Use the protected person’s estate for the proper care, maintenance, education, and support of the protected person and anyone to whom the protected person owes a legal duty of support (more)
I’ll summarize this as: we want to incentivize guardians to achieve these five outcomes for their wards:
Preserve assets
Earn a living
Don’t get dead, disabled, or in pain.
Don’t commit crimes or cause other legal harm.
Indulge the ward’s desires and whims
The easiest of these outcomes to incentivize is asset preservation. Just require the ward’s liquid assets to be sold at auction in trade for some mix of index funds and very low risk assets like Treasury bonds. Don’t tolerate guardians making investment bets using ward assets. Especially frequent changing bets that run up lots of transaction fees. Perhaps adjust asset mix for tax advantage if simple cheap objective ways can be found to choose that well.
Regarding earning a living, it would be straightforward to create a job voucher who is paid the guarded’s wages, must pay for their training and job commute, and who gets to choose the guarded’s schools and jobs. You could select this job voucher via auction as whomever is willing to pay the most to take on the role. Perhaps the voucher’s choices of schools, jobs would be constrained via limited work hours, etc.

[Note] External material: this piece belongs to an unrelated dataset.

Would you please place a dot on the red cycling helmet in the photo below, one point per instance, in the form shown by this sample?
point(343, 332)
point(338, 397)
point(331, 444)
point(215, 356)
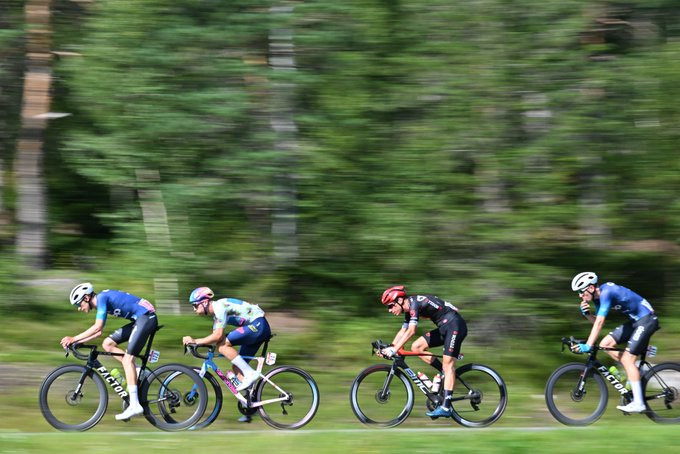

Another outcome that seems quite feasible to incentivize is health. Using my proposed health vouchers (a.k.a. “life maintenance organizations”), for any given budget you could hold an auction to see who is willing to be that ward’s voucher using the highest health value. You’d just need to specify a few key parameters, such as values of death relative to pain and disability. A health voucher who also served as a job voucher would internalize the health-risking job dangers.
Avoiding crime and other legal liabilities can be incentivized via my proposed law vouchers. An auction could find the voucher willing to vouch for a ward for the lowest price. For this we’d just need to set a few parameters regarding the ward’s relative aversion to different forms of punishment, and relative values of privacies and freedoms.
The simplest way to indulge the ward’s desires and whims is to give them a monthly or daily budget to spend as they like, including upgrading their entertainment, clothes and housing. Another approach would be for the guarded to regularly (monthly?) set a satisfaction rating in the [0,1] range, and pay the guardian that fraction of some set amount. This gives the guardian an incentive to induce high satisfaction ratings from their ward. However if the guardian gets to see that number immediately, I fear they may use the threat of retaliation to induce high ratings. So maybe make it so guardians don’t hear about ward ratings for many years.
Instead of using auctions to select vouchers for each of these roles separately, it might make more sense to use an auction to select a single guardian who embodies all of these roles. All that is needed is for each of these roles to be legally allowed, and to set a few key parameters re ward risk-aversion, and values relative to income of punishments, privacy, freedoms, whims, leisure, life, disability, and pain. Plausibly, the system could let the ward pick values for these parameters within allowed ranges. We might also let the ward choose the duration of guardian contracts, again within an allowed range.
Yes, if available we might prefer the guardian be a parent or other person who really cares about the ward. And yes of course this won’t create a perfect agent, who cares exactly about each issue in the same way that their ward does. But compared to our current system, incentivized guardians could be a big improvement.
Yes, I'm aware of how such taxes work.
The problem isn't the final asset mix; the problem is that the act of selling off the original set of assets would subject the proceeds to capital-gains taxes. The only way around this would be a change in Federal and state tax law to allow such an exchange to take place tax-free. If such a measure were proposed in Congress, I suspect that we'd hear a great deal about special tax breaks for millionaires and the pressing needs of society's most vulnerable members, and we'd wind up with a ceiling on the amount exempt from taxes, so that wards with significant assets would continue to lose heavily.